Modify the .spec.template.spec.containers.image
value from argoproj/rollouts-demo:blue
to argoproj/rollouts-demo:yellow
, by running the following command.
$ oc argo rollouts set image rollouts-demo rollouts-demo=argoproj/rollouts-demo:yellow -n <namespace>
As a result, the container image deployed in the rollout is modified and the rollout initiates a new canary deployment.
As per the |
Watch the progression of your rollout by running the following command.
$ oc argo rollouts get rollout rollouts-demo --watch -n <namespace> (1)
1 | Specify the namespace where the Rollout resource is defined. |
In the following example, 80% of traffic is routed to the stable service and 20% of traffic is routed to the canary service. The deployment is then paused indefinitely until you manually promote it to the next level.
Name: rollouts-demo
Namespace: argo-rollouts
Status: ॥ Paused
Message: CanaryPauseStep
Strategy: Canary
Step: 1/8
SetWeight: 20
ActualWeight: 20
Images: argoproj/rollouts-demo:blue (stable)

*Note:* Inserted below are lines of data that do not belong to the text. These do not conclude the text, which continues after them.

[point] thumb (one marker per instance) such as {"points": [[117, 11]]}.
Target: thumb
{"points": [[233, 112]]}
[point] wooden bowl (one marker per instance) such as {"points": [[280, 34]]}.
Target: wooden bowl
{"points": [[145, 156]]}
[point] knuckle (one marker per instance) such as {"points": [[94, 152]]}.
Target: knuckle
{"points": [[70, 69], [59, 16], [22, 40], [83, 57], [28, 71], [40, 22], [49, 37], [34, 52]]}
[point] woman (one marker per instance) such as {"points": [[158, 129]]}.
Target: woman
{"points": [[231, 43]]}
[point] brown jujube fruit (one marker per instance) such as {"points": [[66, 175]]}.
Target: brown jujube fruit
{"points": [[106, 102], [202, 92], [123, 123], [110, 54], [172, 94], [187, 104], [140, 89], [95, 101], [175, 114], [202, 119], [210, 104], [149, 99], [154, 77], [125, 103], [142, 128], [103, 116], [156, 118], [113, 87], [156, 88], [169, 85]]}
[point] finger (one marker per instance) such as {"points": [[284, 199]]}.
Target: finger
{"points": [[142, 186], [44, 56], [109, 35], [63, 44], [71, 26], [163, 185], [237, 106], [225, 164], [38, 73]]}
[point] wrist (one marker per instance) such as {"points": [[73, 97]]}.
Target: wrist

argoproj/rollouts-demo:yellow (canary)
Replicas:
Desired: 5
Current: 6
Updated: 1
Ready: 6
Available: 6
NAME KIND STATUS AGE INFO
⟳ rollouts-demo Rollout ॥ Paused 6m51s
├──# revision:2
│ └──⧉ rollouts-demo-6cf78c66c5 ReplicaSet ✔ Healthy 99s canary
│ └──□ rollouts-demo-6cf78c66c5-zrgd4 Pod ✔ Running 98s ready:1/1
└──# revision:1
└──⧉ rollouts-demo-687d76d795 ReplicaSet ✔ Healthy 9m51s stable
├──□ rollouts-demo-687d76d795-75k57 Pod ✔ Running 9m50s ready:1/1
├──□ rollouts-demo-687d76d795-jsxg8 Pod ✔ Running 9m50s ready:1/1
├──□ rollouts-demo-687d76d795-rsgtv Pod ✔ Running 9m50s ready:1/1
└──□ rollouts-demo-687d76d795-xrmrj Pod ✔ Running 9m50s ready:1/1
route
- destination:
host: rollouts-demo-stable
weight: 80 (1)
- destination:
host: rollouts-demo-canary
weight: 20 (2)
1 | A value of 80 means that 80% of traffic is directed to the stable version. |
2 | A value of 20 means that 20% of traffic is directed to the canary version. |
Manually promote the deployment to the next promotion step.

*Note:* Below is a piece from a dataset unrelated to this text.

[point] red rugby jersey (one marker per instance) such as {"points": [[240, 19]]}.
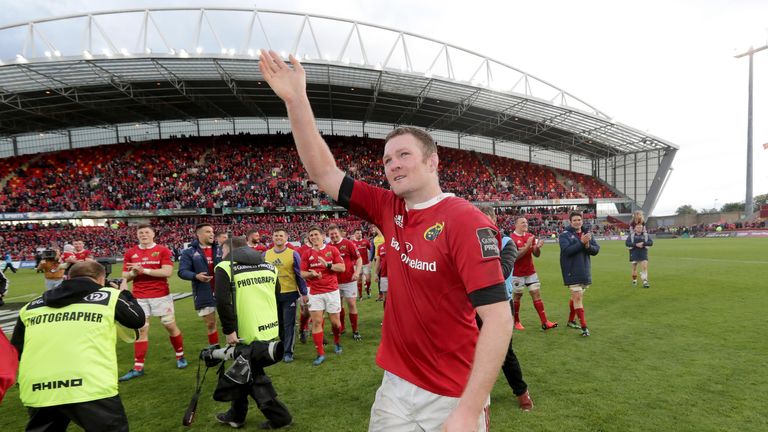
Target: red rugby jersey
{"points": [[156, 257], [438, 253], [328, 281]]}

$ oc argo rollouts promote rollouts-demo -n <namespace> (1)
1 | Specify the namespace where the Rollout resource is defined. |
Watch the progression of your rollout by running the following command:
$ oc argo rollouts get rollout rollouts-demo --watch -n <namespace> (1)
1 | Specify the namespace where the Rollout resource is defined. |
In the following example, 60% of traffic is routed to the stable service and 40% of traffic is routed to the canary service. The deployment is then paused indefinitely until you manually promote it to the next level.
Name: rollouts-demo
Namespace: argo-rollouts
Status: ॥ Paused
Message: CanaryPauseStep
Strategy: Canary
Step: 3/8
SetWeight: 40
ActualWeight: 40
Images: argoproj/rollouts-demo:blue (stable)
argoproj/rollouts-demo:yellow (canary)
Replicas:
Desired: 5
Current: 7
Updated: 2
Ready: 7
Available: 7
NAME KIND STATUS AGE INFO
⟳ rollouts-demo Rollout ॥ Paused 9m21s
├──# revision:2
│ └──⧉ rollouts-demo-6cf78c66c5 ReplicaSet ✔ Healthy 99s canary
│ └──□ rollouts-demo-6cf78c66c5-zrgd4 Pod ✔ Running 98s ready:1/1
└──# revision:1
└──⧉ rollouts-demo-687d76d795 ReplicaSet ✔ Healthy 9m51s stable
├──□ rollouts-demo-687d76d795-75k57 Pod ✔ Running 9m50s ready:1/1
├──□ rollouts-demo-687d76d795-jsxg8 Pod ✔ Running 9m50s ready:1/1
├──□ rollouts-demo-687d76d795-rsgtv Pod ✔ Running 9m50s ready:1/1
└──□ rollouts-demo-687d76d795-xrmrj Pod ✔ Running 9m50s ready:1/1
route
- destination:
host: rollouts-demo-stable
weight: 60 (1)
- destination:
host: rollouts-demo-canary
weight: 40 (2)
1 | A value of 60 means that 60% of traffic is directed to the stable version. |
2 | A value of 40 means that 40% of traffic is directed to the canary version. |
Increase the traffic weight in the canary version to 100% and discard the traffic in the previous stable version of the application by running the following command:
$ oc argo rollouts promote rollouts-demo -n <namespace> (1)
1 | Specify the namespace where the Rollout resource is defined. |
Watch the progression of your rollout by running the following command:
$ oc argo rollouts get rollout rollouts-demo --watch -n <namespace> (1)
1 | Specify the namespace where the Rollout resource is defined. |
After successful completion, weight on the stable service is 100% and 0% on the canary service.